Le grand chantier que souhaite mener Jean d’Haussonville sur Chambord, et qu’il cite dans une interview récente de la Nouvelle République, est détaillé dans un dossier distribué à la presse. Il consiste, nous citons ce dossier, en « la restitution des plombs et dorures des lanternons de Chambord ». On y lit que « dès 1539 sous François Ier, la dorure à la feuille des lanternons de Chambord est attestée par plusieurs témoignages ». Mais aussi que « cet état a perduré jusqu’en 1577 ». Ce qui signifie qu’il n’existe plus depuis la seconde moitié du XVIe siècle.
Non seulement cet état a disparu depuis quatre siècles et demi, mais on ne connaît son existence que par « plusieurs témoignages » ; et le dossier de presse reproduit pour argumenter une enluminure des Très riches heures du duc de Berry représentant le Louvre, un siècle avant la construction de Chambord, ce qui témoigne du sérieux de la chose ! Bref, on n’en sait à peu près rien des lanternons d’origine.

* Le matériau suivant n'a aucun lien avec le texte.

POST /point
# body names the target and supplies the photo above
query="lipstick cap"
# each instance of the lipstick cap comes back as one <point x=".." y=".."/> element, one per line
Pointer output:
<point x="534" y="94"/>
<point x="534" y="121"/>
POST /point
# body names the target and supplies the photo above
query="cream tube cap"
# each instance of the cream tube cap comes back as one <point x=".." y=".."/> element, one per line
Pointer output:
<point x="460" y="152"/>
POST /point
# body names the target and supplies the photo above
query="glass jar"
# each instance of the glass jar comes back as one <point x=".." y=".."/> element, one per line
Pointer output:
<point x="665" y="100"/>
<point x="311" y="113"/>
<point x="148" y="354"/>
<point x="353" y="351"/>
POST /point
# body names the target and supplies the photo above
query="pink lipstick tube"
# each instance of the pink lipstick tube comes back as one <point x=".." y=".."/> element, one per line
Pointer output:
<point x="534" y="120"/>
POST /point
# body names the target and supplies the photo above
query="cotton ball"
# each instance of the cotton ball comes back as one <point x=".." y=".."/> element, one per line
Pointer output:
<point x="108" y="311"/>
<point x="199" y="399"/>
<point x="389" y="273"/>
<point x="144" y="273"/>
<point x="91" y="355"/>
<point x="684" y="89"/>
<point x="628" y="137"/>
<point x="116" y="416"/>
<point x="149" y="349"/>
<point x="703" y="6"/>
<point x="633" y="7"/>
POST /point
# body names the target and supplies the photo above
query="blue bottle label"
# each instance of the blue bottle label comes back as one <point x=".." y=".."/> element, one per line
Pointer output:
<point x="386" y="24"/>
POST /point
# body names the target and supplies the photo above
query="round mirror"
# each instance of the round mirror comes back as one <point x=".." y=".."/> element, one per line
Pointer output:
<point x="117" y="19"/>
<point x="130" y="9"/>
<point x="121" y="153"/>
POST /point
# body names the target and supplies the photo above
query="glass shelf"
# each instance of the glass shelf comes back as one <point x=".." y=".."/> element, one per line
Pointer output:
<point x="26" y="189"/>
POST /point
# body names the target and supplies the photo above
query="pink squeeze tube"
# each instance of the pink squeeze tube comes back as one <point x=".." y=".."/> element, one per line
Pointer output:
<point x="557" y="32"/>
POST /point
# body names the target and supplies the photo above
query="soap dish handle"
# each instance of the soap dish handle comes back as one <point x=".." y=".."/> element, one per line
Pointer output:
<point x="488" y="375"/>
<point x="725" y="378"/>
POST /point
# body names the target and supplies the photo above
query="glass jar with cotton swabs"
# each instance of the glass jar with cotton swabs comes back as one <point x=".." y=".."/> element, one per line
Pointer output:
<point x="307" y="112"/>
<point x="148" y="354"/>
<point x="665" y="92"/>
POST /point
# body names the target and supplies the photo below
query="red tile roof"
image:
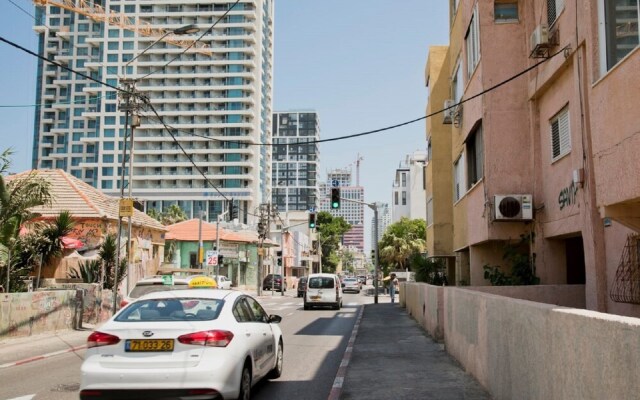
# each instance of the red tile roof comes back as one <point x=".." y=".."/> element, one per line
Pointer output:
<point x="81" y="199"/>
<point x="188" y="231"/>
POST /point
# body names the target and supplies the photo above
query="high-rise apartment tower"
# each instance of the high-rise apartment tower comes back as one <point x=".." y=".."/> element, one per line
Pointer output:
<point x="217" y="106"/>
<point x="295" y="160"/>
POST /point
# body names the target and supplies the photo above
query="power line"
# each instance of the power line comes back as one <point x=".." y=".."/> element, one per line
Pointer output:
<point x="366" y="133"/>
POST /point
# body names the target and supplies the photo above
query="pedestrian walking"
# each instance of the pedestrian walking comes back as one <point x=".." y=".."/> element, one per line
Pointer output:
<point x="393" y="287"/>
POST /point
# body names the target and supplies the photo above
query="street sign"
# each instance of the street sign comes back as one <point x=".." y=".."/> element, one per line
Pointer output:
<point x="126" y="208"/>
<point x="212" y="257"/>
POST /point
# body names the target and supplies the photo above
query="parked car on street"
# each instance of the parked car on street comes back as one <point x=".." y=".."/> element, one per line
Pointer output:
<point x="154" y="283"/>
<point x="274" y="282"/>
<point x="187" y="344"/>
<point x="323" y="290"/>
<point x="223" y="282"/>
<point x="351" y="285"/>
<point x="302" y="286"/>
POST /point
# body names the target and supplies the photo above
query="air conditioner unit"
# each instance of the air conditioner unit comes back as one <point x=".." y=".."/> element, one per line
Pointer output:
<point x="449" y="111"/>
<point x="513" y="207"/>
<point x="539" y="39"/>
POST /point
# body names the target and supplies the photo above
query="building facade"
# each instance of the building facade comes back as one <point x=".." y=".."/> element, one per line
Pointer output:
<point x="384" y="220"/>
<point x="296" y="160"/>
<point x="408" y="191"/>
<point x="352" y="212"/>
<point x="198" y="139"/>
<point x="543" y="162"/>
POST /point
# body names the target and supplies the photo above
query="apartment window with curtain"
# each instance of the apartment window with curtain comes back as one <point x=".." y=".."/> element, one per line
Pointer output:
<point x="621" y="29"/>
<point x="459" y="184"/>
<point x="554" y="7"/>
<point x="457" y="86"/>
<point x="505" y="11"/>
<point x="475" y="156"/>
<point x="472" y="42"/>
<point x="560" y="134"/>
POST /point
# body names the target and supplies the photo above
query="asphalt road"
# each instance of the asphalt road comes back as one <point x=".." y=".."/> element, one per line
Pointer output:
<point x="315" y="342"/>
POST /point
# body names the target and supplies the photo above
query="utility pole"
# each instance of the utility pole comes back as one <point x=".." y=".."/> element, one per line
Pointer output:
<point x="200" y="244"/>
<point x="374" y="207"/>
<point x="263" y="229"/>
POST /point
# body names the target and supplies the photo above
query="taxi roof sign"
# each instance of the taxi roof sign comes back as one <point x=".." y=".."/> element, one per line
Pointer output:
<point x="203" y="282"/>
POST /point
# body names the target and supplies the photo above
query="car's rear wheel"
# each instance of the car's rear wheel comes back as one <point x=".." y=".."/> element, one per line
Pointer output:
<point x="245" y="384"/>
<point x="276" y="372"/>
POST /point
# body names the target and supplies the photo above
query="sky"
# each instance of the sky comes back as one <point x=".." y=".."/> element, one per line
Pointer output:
<point x="358" y="63"/>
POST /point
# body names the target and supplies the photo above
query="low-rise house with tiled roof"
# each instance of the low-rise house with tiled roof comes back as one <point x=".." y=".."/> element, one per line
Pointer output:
<point x="239" y="248"/>
<point x="96" y="215"/>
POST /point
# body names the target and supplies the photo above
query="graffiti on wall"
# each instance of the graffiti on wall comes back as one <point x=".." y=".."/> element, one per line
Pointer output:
<point x="568" y="195"/>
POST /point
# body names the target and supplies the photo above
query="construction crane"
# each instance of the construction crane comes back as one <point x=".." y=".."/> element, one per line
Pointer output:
<point x="97" y="13"/>
<point x="357" y="164"/>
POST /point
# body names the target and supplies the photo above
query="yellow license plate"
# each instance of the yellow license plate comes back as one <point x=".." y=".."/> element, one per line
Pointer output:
<point x="141" y="345"/>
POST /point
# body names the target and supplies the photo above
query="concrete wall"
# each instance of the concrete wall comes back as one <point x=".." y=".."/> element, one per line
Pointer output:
<point x="519" y="349"/>
<point x="24" y="314"/>
<point x="65" y="307"/>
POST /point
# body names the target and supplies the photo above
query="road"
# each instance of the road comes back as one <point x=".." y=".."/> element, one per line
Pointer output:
<point x="315" y="342"/>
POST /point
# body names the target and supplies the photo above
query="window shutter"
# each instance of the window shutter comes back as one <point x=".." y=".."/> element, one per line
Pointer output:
<point x="560" y="135"/>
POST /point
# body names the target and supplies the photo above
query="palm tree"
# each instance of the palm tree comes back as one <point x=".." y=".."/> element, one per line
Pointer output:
<point x="17" y="197"/>
<point x="402" y="240"/>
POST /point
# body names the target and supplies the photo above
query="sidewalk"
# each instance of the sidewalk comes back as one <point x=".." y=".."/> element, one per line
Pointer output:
<point x="394" y="358"/>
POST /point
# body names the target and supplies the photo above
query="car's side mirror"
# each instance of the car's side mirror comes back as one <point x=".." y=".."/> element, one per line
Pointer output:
<point x="274" y="319"/>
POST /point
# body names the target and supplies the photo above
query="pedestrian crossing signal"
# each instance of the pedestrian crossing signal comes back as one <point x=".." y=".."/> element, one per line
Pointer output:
<point x="312" y="220"/>
<point x="335" y="198"/>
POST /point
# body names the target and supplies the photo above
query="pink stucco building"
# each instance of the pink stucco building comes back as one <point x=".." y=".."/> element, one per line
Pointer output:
<point x="544" y="142"/>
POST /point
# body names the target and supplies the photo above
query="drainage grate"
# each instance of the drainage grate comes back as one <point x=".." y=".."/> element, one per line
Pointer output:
<point x="71" y="387"/>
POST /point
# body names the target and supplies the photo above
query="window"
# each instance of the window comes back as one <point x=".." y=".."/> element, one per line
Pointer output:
<point x="475" y="170"/>
<point x="554" y="7"/>
<point x="457" y="87"/>
<point x="472" y="42"/>
<point x="621" y="30"/>
<point x="429" y="218"/>
<point x="505" y="10"/>
<point x="458" y="178"/>
<point x="560" y="135"/>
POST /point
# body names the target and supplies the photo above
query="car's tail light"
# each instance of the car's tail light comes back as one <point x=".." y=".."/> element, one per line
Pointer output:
<point x="207" y="338"/>
<point x="97" y="339"/>
<point x="90" y="393"/>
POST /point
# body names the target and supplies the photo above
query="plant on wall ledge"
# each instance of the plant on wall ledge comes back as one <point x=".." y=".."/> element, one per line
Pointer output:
<point x="523" y="266"/>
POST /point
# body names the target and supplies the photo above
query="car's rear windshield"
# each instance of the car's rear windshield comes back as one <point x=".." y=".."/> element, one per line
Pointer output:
<point x="320" y="283"/>
<point x="140" y="290"/>
<point x="182" y="309"/>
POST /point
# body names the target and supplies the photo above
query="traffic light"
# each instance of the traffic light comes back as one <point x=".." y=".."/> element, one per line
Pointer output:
<point x="335" y="198"/>
<point x="312" y="220"/>
<point x="233" y="209"/>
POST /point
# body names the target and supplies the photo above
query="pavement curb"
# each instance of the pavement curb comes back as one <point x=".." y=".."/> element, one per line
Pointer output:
<point x="42" y="357"/>
<point x="336" y="388"/>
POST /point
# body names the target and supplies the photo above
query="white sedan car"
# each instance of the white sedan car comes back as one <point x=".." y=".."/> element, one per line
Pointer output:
<point x="223" y="282"/>
<point x="186" y="344"/>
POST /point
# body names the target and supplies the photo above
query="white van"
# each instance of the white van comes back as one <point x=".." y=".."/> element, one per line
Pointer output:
<point x="323" y="290"/>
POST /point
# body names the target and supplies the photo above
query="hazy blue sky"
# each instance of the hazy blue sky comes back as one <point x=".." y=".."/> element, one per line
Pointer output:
<point x="358" y="63"/>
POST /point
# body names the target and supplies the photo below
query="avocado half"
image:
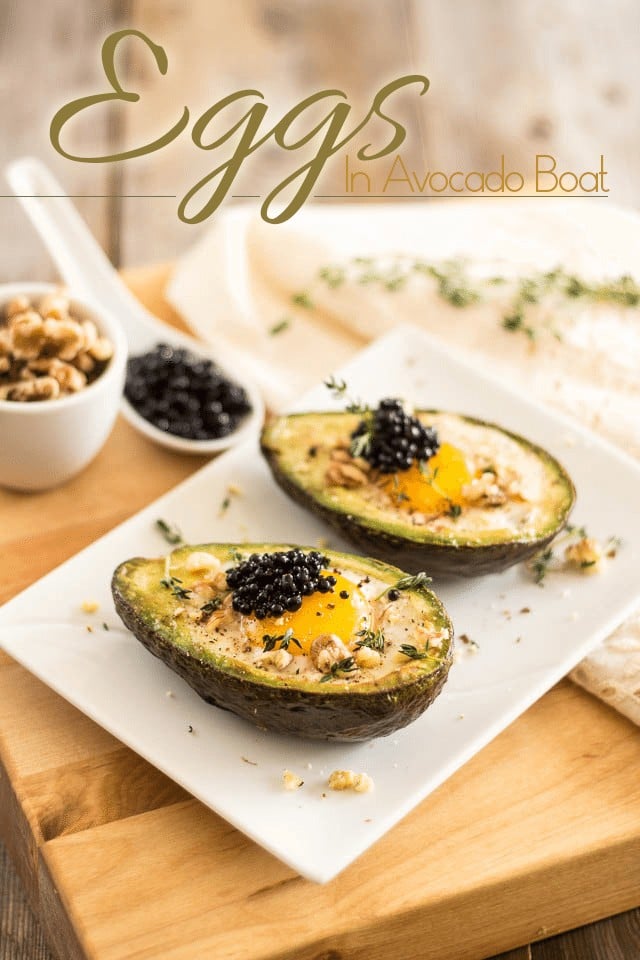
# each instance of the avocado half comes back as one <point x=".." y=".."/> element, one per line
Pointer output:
<point x="289" y="704"/>
<point x="297" y="449"/>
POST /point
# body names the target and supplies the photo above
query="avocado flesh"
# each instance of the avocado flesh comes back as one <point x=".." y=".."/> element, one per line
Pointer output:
<point x="297" y="449"/>
<point x="298" y="705"/>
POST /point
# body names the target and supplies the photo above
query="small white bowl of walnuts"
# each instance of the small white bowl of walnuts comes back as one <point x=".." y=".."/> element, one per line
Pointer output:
<point x="62" y="366"/>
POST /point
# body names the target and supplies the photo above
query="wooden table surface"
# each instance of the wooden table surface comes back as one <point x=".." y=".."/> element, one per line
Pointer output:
<point x="37" y="532"/>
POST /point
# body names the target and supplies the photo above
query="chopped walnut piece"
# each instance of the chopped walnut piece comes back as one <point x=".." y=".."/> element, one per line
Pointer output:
<point x="70" y="379"/>
<point x="484" y="491"/>
<point x="326" y="650"/>
<point x="280" y="659"/>
<point x="200" y="560"/>
<point x="42" y="388"/>
<point x="367" y="658"/>
<point x="345" y="475"/>
<point x="90" y="332"/>
<point x="586" y="554"/>
<point x="291" y="781"/>
<point x="101" y="350"/>
<point x="64" y="338"/>
<point x="85" y="363"/>
<point x="44" y="344"/>
<point x="348" y="780"/>
<point x="28" y="335"/>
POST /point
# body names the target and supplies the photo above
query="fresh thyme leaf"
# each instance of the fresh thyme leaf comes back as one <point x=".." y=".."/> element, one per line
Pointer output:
<point x="347" y="665"/>
<point x="269" y="641"/>
<point x="280" y="327"/>
<point x="335" y="385"/>
<point x="413" y="653"/>
<point x="374" y="639"/>
<point x="175" y="585"/>
<point x="169" y="531"/>
<point x="357" y="406"/>
<point x="302" y="299"/>
<point x="333" y="276"/>
<point x="580" y="532"/>
<point x="407" y="583"/>
<point x="211" y="605"/>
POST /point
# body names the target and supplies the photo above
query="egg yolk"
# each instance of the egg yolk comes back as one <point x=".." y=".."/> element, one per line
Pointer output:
<point x="435" y="487"/>
<point x="319" y="613"/>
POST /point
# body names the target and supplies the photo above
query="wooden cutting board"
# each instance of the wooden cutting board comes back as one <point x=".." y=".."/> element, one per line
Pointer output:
<point x="539" y="833"/>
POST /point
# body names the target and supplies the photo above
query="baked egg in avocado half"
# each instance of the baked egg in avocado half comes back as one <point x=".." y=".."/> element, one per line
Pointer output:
<point x="327" y="645"/>
<point x="434" y="491"/>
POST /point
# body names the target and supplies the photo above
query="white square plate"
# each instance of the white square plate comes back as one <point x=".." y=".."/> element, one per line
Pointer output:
<point x="112" y="678"/>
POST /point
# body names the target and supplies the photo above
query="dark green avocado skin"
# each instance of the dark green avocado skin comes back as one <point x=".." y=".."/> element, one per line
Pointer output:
<point x="437" y="558"/>
<point x="338" y="716"/>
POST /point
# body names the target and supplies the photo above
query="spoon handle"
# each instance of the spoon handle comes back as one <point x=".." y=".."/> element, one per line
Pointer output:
<point x="80" y="259"/>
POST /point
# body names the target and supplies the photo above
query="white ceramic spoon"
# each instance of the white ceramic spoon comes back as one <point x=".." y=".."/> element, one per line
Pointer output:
<point x="86" y="269"/>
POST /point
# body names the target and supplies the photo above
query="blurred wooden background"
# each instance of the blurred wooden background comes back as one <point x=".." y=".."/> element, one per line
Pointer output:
<point x="507" y="76"/>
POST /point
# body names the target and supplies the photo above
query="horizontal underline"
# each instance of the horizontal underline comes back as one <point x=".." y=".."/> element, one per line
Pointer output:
<point x="76" y="196"/>
<point x="454" y="196"/>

Mais comme à Versailles (pire encore qu’à Versailles car les documents sont ici quasiment inexistants), rien ne doit arrêter les reconstitutions (plus que) douteuses. Même pas la Commission nationale des monuments historiques, instance consultative qui a été saisie du dossier, et qui s’y est opposée de manière unanime (élus, fonctionnaires, personnalités qualifiées et associations), ce qui est assez rare.
Jean d’Haussonville ayant présenté son projet devant cette commission, était sorti pour la laisser débattre. Mais de débat, il n’y en eut pratiquement pas, l’énormité de la chose ayant fait bien rire tout le monde, et la décision de la refuser ayant été prise très rapidement. Des témoins (plus précis que ceux qui attestent des toits dorés) nous ont dit comment le président de l’établissement public avait immédiatement, et devant eux, annoncé contacter l’Élysée pour se plaindre de cette mauvaise manière.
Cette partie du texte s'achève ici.